Third chest X-ray shows re-expansion of the lungs
3. Discussion
We report the case of spontaneous pneumothorax in an immunocompromised patient (hyper IgM syndrome) with COVID-19 that improved with supportive care. COVID-19 is a serious and widespread global infection that has spread to numerous countries, including Iran. Pneumothorax rarely occurs in cases of COVID-19 due to damage to the lungs and parenchymal alveoli, which may increase mortality (6). The proposed mechanism of spontaneous pneumothorax in patients with COVID-19 disease is thought to be related to the structural changes occurring in the lung parenchyma. These include cystic and fibrotic changes leading to alveolar tears. In addition, the increase in intrathoracic pressure can result in prolonged coughing and/or mechanical ventilation (7). In the case of a persistent cough, sudden increase in intra-alveolar pressure occurs, and in the event of a ruptured alveoli, it may result in pneumothorax (8). As pneumothorax does not occur only in patients on positive pressure ventilation and barotrauma cannot be the sole mechanism, direct invasion of virus and tissue damage is an important cause. (9). Cystic lung changes secondary to COVID-19 infection is another mechanism leading to spontaneous pneumothorax. (4)
The known risk factors for spontaneous pneumothorax include male gender, smoking, trauma, age group 10 - 30 years, infection, respiratory distress syndrome (ARDS), and mechanical ventilation (10). Pediatric reports of COVID-19 infection and pneumothorax are rare. In a case series report from Cambridge, 2% of 46 cases with spontaneous pneumothorax due to COVID-19 were under 30 years, with a mortality rate of 67% (11) . Hyper IgM syndrome and COVID-19 infection accompanied by spontaneous pneumothorax have not been reported in the literature. However, the case of an 18 years old male with tension pneumothorax and hyper IgM syndrome with pneumocystis Jiroveci pneumonia was reported by Tsai et al. in 2015 (Taiwan) (12).
A multicenter study in the USA (2020) reported six cases of spontaneous pneumothorax, four of whom underwent mechanical ventilation, and five expired. Chest tube insertion was used in all of them (4).
Since conservative management with oxygen through the reserve mask was done successfully in our patient, this modality can be an optional treatment. Lack of experience in the management of spontaneous pneumothorax in COVID-19 patients results in individual decision in their management.
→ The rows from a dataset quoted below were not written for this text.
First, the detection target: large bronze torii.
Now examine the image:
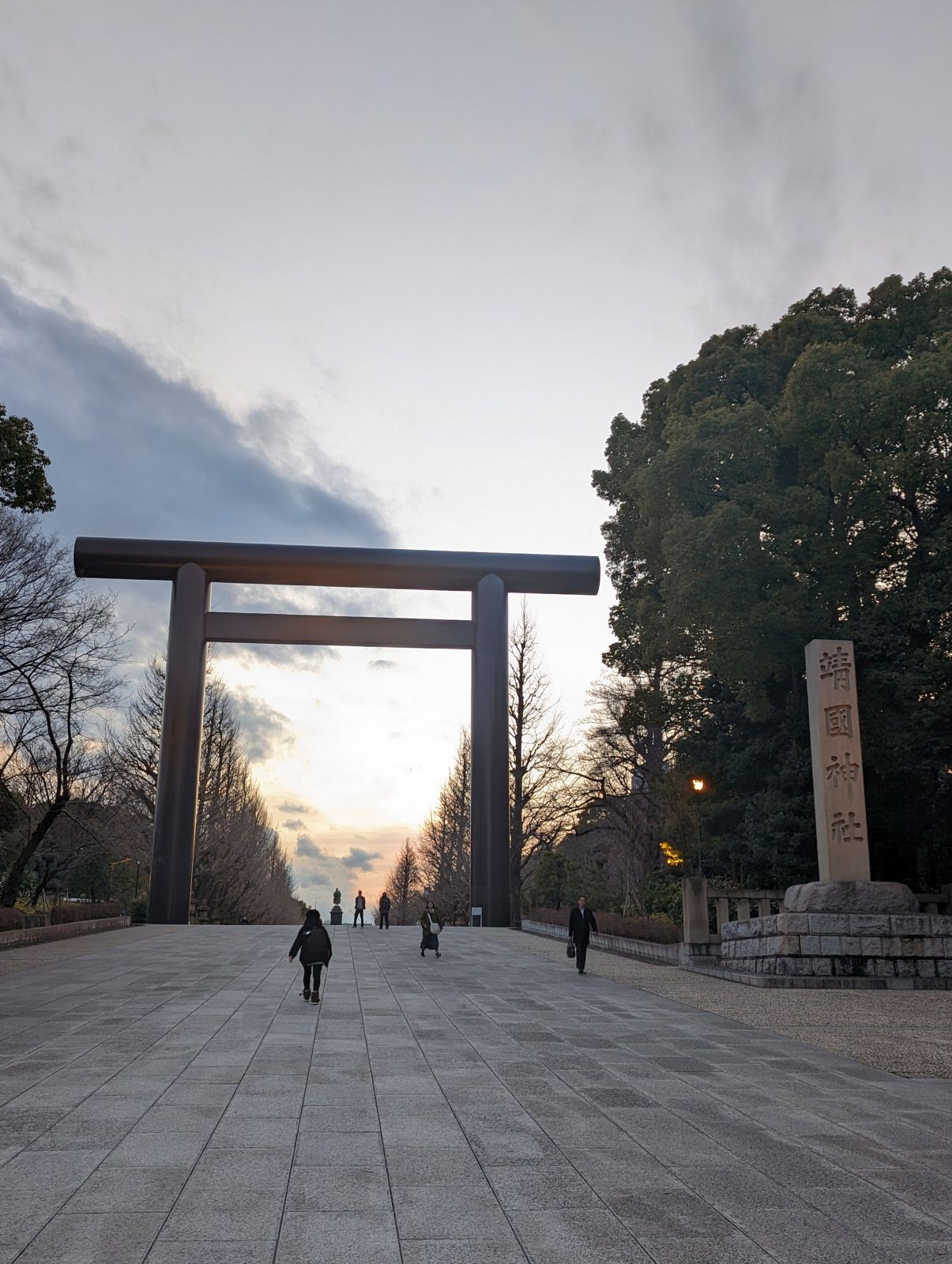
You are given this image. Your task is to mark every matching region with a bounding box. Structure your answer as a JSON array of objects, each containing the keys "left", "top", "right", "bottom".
[{"left": 73, "top": 536, "right": 600, "bottom": 927}]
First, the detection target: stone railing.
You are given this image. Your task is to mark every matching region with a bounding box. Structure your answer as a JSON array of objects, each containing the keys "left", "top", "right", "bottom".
[
  {"left": 0, "top": 915, "right": 129, "bottom": 950},
  {"left": 522, "top": 918, "right": 682, "bottom": 965}
]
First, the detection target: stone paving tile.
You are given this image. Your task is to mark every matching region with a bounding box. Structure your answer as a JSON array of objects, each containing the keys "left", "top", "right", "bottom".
[
  {"left": 641, "top": 1234, "right": 773, "bottom": 1264},
  {"left": 276, "top": 1211, "right": 400, "bottom": 1264},
  {"left": 17, "top": 1212, "right": 164, "bottom": 1264},
  {"left": 63, "top": 1164, "right": 191, "bottom": 1212},
  {"left": 0, "top": 927, "right": 952, "bottom": 1264},
  {"left": 145, "top": 1241, "right": 274, "bottom": 1264}
]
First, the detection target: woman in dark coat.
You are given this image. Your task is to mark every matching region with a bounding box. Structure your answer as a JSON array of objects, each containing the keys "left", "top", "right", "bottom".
[
  {"left": 420, "top": 900, "right": 441, "bottom": 957},
  {"left": 287, "top": 908, "right": 333, "bottom": 1005}
]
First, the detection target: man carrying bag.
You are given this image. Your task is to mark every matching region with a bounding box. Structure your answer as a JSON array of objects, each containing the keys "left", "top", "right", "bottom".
[{"left": 569, "top": 895, "right": 598, "bottom": 975}]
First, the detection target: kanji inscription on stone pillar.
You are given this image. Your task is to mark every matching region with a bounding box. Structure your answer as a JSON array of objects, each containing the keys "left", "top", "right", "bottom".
[{"left": 807, "top": 641, "right": 870, "bottom": 882}]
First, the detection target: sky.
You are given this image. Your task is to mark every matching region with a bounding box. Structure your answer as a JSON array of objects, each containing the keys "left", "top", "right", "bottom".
[{"left": 0, "top": 0, "right": 952, "bottom": 908}]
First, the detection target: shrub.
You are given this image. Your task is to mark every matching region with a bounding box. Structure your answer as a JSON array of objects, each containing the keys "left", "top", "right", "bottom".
[
  {"left": 529, "top": 908, "right": 683, "bottom": 944},
  {"left": 49, "top": 900, "right": 122, "bottom": 927},
  {"left": 0, "top": 908, "right": 27, "bottom": 931}
]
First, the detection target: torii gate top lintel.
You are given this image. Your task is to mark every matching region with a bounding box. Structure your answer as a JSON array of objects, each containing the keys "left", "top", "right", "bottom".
[
  {"left": 73, "top": 536, "right": 600, "bottom": 596},
  {"left": 73, "top": 536, "right": 600, "bottom": 927}
]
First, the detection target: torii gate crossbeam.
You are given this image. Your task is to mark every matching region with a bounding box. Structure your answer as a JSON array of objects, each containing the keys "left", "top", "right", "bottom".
[{"left": 73, "top": 537, "right": 600, "bottom": 927}]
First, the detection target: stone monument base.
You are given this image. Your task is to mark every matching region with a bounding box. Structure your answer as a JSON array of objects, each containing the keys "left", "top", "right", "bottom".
[{"left": 713, "top": 910, "right": 952, "bottom": 988}]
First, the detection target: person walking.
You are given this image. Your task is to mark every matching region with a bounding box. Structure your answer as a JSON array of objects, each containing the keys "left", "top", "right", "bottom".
[
  {"left": 420, "top": 900, "right": 442, "bottom": 957},
  {"left": 569, "top": 895, "right": 598, "bottom": 975},
  {"left": 287, "top": 908, "right": 333, "bottom": 1005},
  {"left": 378, "top": 891, "right": 390, "bottom": 931}
]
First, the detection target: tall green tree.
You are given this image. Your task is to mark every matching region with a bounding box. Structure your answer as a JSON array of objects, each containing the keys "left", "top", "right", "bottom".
[
  {"left": 0, "top": 403, "right": 55, "bottom": 514},
  {"left": 594, "top": 269, "right": 952, "bottom": 885}
]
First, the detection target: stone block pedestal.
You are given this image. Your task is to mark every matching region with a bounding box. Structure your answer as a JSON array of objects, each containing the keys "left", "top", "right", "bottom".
[{"left": 720, "top": 912, "right": 952, "bottom": 988}]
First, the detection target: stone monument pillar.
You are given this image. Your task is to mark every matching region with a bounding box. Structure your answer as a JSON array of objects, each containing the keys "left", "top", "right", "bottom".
[
  {"left": 330, "top": 890, "right": 344, "bottom": 927},
  {"left": 807, "top": 641, "right": 870, "bottom": 882},
  {"left": 713, "top": 641, "right": 952, "bottom": 988}
]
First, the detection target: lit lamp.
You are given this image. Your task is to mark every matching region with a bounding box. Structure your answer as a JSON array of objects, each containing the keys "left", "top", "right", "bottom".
[{"left": 690, "top": 777, "right": 707, "bottom": 874}]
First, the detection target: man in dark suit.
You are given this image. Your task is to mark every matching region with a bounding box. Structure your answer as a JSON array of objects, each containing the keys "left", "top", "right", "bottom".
[{"left": 569, "top": 895, "right": 598, "bottom": 975}]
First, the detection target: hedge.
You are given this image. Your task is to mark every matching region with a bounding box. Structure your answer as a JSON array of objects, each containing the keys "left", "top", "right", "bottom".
[
  {"left": 49, "top": 900, "right": 122, "bottom": 927},
  {"left": 529, "top": 908, "right": 683, "bottom": 944},
  {"left": 0, "top": 908, "right": 27, "bottom": 931}
]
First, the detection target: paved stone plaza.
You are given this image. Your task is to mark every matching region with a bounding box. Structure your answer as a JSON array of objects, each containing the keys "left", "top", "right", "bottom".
[{"left": 0, "top": 927, "right": 952, "bottom": 1264}]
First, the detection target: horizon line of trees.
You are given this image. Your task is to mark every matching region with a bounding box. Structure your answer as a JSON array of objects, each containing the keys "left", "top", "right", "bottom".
[
  {"left": 0, "top": 404, "right": 299, "bottom": 923},
  {"left": 389, "top": 268, "right": 952, "bottom": 924}
]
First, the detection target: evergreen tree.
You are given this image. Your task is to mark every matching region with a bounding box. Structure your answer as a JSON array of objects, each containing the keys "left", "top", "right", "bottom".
[{"left": 594, "top": 269, "right": 952, "bottom": 886}]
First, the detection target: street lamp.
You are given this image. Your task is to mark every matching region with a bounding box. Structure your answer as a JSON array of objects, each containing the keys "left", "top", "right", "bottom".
[{"left": 690, "top": 777, "right": 707, "bottom": 874}]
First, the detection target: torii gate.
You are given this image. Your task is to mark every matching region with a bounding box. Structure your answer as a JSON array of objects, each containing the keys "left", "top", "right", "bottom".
[{"left": 73, "top": 536, "right": 600, "bottom": 927}]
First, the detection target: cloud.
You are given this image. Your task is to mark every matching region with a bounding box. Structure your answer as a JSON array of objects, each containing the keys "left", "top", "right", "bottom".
[
  {"left": 335, "top": 847, "right": 383, "bottom": 872},
  {"left": 0, "top": 280, "right": 390, "bottom": 668},
  {"left": 229, "top": 685, "right": 295, "bottom": 761},
  {"left": 297, "top": 834, "right": 337, "bottom": 862}
]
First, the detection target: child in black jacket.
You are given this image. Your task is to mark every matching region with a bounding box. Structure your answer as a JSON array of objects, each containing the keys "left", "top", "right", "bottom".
[{"left": 287, "top": 908, "right": 333, "bottom": 1005}]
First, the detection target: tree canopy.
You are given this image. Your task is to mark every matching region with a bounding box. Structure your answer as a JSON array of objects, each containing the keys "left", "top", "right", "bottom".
[
  {"left": 0, "top": 403, "right": 55, "bottom": 514},
  {"left": 593, "top": 269, "right": 952, "bottom": 885}
]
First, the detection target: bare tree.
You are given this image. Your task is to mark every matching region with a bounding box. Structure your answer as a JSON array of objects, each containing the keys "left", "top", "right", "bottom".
[
  {"left": 417, "top": 732, "right": 472, "bottom": 923},
  {"left": 0, "top": 512, "right": 122, "bottom": 906},
  {"left": 510, "top": 599, "right": 579, "bottom": 927},
  {"left": 387, "top": 838, "right": 421, "bottom": 927},
  {"left": 577, "top": 672, "right": 666, "bottom": 914},
  {"left": 107, "top": 660, "right": 299, "bottom": 923}
]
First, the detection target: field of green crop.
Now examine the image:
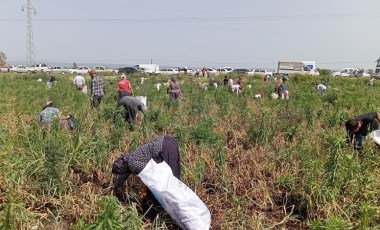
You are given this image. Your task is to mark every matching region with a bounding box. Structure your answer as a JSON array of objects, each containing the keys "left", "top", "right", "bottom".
[{"left": 0, "top": 74, "right": 380, "bottom": 229}]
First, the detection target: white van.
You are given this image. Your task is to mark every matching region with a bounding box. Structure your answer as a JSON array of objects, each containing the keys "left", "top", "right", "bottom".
[
  {"left": 135, "top": 64, "right": 160, "bottom": 74},
  {"left": 277, "top": 61, "right": 319, "bottom": 76}
]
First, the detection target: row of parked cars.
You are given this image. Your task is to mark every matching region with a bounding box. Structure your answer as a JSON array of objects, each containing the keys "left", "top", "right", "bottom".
[
  {"left": 118, "top": 64, "right": 273, "bottom": 76},
  {"left": 0, "top": 64, "right": 118, "bottom": 74}
]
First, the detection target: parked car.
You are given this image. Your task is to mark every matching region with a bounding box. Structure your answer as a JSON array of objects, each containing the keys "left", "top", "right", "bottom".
[
  {"left": 43, "top": 66, "right": 69, "bottom": 74},
  {"left": 30, "top": 63, "right": 49, "bottom": 73},
  {"left": 69, "top": 66, "right": 90, "bottom": 74},
  {"left": 332, "top": 68, "right": 370, "bottom": 77},
  {"left": 178, "top": 68, "right": 195, "bottom": 75},
  {"left": 216, "top": 67, "right": 234, "bottom": 74},
  {"left": 11, "top": 65, "right": 35, "bottom": 73},
  {"left": 0, "top": 65, "right": 14, "bottom": 72},
  {"left": 247, "top": 69, "right": 273, "bottom": 76},
  {"left": 94, "top": 66, "right": 118, "bottom": 74},
  {"left": 232, "top": 69, "right": 249, "bottom": 74},
  {"left": 117, "top": 67, "right": 141, "bottom": 74},
  {"left": 160, "top": 68, "right": 179, "bottom": 75}
]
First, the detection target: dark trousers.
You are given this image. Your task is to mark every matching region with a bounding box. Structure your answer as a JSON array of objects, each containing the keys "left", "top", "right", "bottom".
[
  {"left": 119, "top": 91, "right": 132, "bottom": 100},
  {"left": 91, "top": 96, "right": 103, "bottom": 109},
  {"left": 160, "top": 136, "right": 181, "bottom": 180}
]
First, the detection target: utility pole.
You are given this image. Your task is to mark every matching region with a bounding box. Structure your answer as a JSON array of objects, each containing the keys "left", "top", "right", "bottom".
[{"left": 21, "top": 0, "right": 36, "bottom": 66}]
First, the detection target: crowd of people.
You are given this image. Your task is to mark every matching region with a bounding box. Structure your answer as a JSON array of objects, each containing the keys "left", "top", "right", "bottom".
[{"left": 34, "top": 70, "right": 380, "bottom": 228}]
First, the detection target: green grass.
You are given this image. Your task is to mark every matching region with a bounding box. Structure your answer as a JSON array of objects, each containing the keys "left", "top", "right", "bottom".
[{"left": 0, "top": 74, "right": 380, "bottom": 229}]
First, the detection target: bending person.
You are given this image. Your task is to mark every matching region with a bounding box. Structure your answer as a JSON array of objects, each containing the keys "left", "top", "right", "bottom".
[
  {"left": 346, "top": 112, "right": 380, "bottom": 151},
  {"left": 109, "top": 136, "right": 180, "bottom": 190},
  {"left": 117, "top": 96, "right": 146, "bottom": 129}
]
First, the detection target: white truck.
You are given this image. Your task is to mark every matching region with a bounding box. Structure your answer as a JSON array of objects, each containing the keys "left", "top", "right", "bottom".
[
  {"left": 135, "top": 64, "right": 160, "bottom": 74},
  {"left": 94, "top": 66, "right": 117, "bottom": 74},
  {"left": 277, "top": 61, "right": 319, "bottom": 76},
  {"left": 30, "top": 63, "right": 49, "bottom": 73},
  {"left": 332, "top": 67, "right": 370, "bottom": 77}
]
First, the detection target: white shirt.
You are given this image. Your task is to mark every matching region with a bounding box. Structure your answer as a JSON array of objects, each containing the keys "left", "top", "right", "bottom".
[
  {"left": 317, "top": 84, "right": 327, "bottom": 91},
  {"left": 73, "top": 75, "right": 85, "bottom": 85}
]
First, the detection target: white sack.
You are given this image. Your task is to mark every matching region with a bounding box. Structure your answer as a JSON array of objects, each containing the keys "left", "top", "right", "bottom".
[
  {"left": 138, "top": 159, "right": 211, "bottom": 230},
  {"left": 135, "top": 96, "right": 147, "bottom": 107}
]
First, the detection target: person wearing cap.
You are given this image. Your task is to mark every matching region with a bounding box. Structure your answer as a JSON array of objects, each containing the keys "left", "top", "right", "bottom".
[
  {"left": 73, "top": 74, "right": 86, "bottom": 91},
  {"left": 315, "top": 83, "right": 327, "bottom": 95},
  {"left": 345, "top": 112, "right": 380, "bottom": 152},
  {"left": 117, "top": 74, "right": 133, "bottom": 100},
  {"left": 117, "top": 96, "right": 146, "bottom": 131},
  {"left": 89, "top": 69, "right": 104, "bottom": 109},
  {"left": 167, "top": 77, "right": 181, "bottom": 102},
  {"left": 40, "top": 101, "right": 69, "bottom": 127},
  {"left": 108, "top": 136, "right": 181, "bottom": 191}
]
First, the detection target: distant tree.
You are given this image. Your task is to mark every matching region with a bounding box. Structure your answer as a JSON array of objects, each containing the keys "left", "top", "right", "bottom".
[
  {"left": 317, "top": 69, "right": 331, "bottom": 76},
  {"left": 0, "top": 51, "right": 7, "bottom": 66}
]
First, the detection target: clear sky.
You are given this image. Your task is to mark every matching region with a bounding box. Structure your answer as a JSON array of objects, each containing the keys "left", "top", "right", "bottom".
[{"left": 0, "top": 0, "right": 380, "bottom": 69}]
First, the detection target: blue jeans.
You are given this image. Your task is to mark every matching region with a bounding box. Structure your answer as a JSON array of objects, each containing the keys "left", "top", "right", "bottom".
[{"left": 91, "top": 96, "right": 103, "bottom": 109}]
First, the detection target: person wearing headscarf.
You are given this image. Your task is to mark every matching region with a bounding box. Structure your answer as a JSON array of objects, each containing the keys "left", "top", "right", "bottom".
[
  {"left": 109, "top": 136, "right": 181, "bottom": 190},
  {"left": 117, "top": 74, "right": 133, "bottom": 99}
]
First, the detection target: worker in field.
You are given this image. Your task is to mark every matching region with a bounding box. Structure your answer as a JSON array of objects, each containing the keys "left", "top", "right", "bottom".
[
  {"left": 223, "top": 75, "right": 228, "bottom": 86},
  {"left": 236, "top": 77, "right": 243, "bottom": 90},
  {"left": 117, "top": 74, "right": 133, "bottom": 100},
  {"left": 346, "top": 112, "right": 380, "bottom": 152},
  {"left": 280, "top": 81, "right": 289, "bottom": 100},
  {"left": 167, "top": 77, "right": 181, "bottom": 102},
  {"left": 117, "top": 96, "right": 146, "bottom": 131},
  {"left": 89, "top": 69, "right": 104, "bottom": 109},
  {"left": 73, "top": 74, "right": 86, "bottom": 92},
  {"left": 315, "top": 83, "right": 327, "bottom": 95},
  {"left": 105, "top": 136, "right": 181, "bottom": 193},
  {"left": 40, "top": 101, "right": 74, "bottom": 130}
]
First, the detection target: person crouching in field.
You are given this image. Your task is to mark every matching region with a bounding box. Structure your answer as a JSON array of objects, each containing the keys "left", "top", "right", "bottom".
[
  {"left": 73, "top": 74, "right": 86, "bottom": 92},
  {"left": 40, "top": 101, "right": 72, "bottom": 129},
  {"left": 346, "top": 112, "right": 380, "bottom": 152},
  {"left": 315, "top": 83, "right": 327, "bottom": 95},
  {"left": 105, "top": 136, "right": 181, "bottom": 193},
  {"left": 89, "top": 69, "right": 104, "bottom": 109},
  {"left": 117, "top": 74, "right": 133, "bottom": 100},
  {"left": 167, "top": 77, "right": 181, "bottom": 102},
  {"left": 117, "top": 96, "right": 146, "bottom": 130}
]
Spontaneous pneumothorax in COVID-19 infection is a rare, immediate, but treatable complication and may occur days to weeks after the resolution of the obvious symptoms of COVID-19. Physicians should consider spontaneous pneumothorax in patients with acute shortness of breath and chest pain, especially if they have a recent history of COVID-19 pneumonia. In addition, some studies have suggested that patients may be at risk for pneumothorax even weeks after recovery from COVID-19 infection. However, more research is warranted (10). The best approach to this complication seems to be selecting less invasive ways such as oxygen through the reserve mask if applicable.
3.1. Conclusions
The severity and prognosis of spontaneous pneumothorax in COVID-19 infection, especially in children, is not yet known. It is recommended that conservative treatment be performed if the patient has stable vital signs and no severe respiratory failure. However, this requires more detailed clinical evaluations.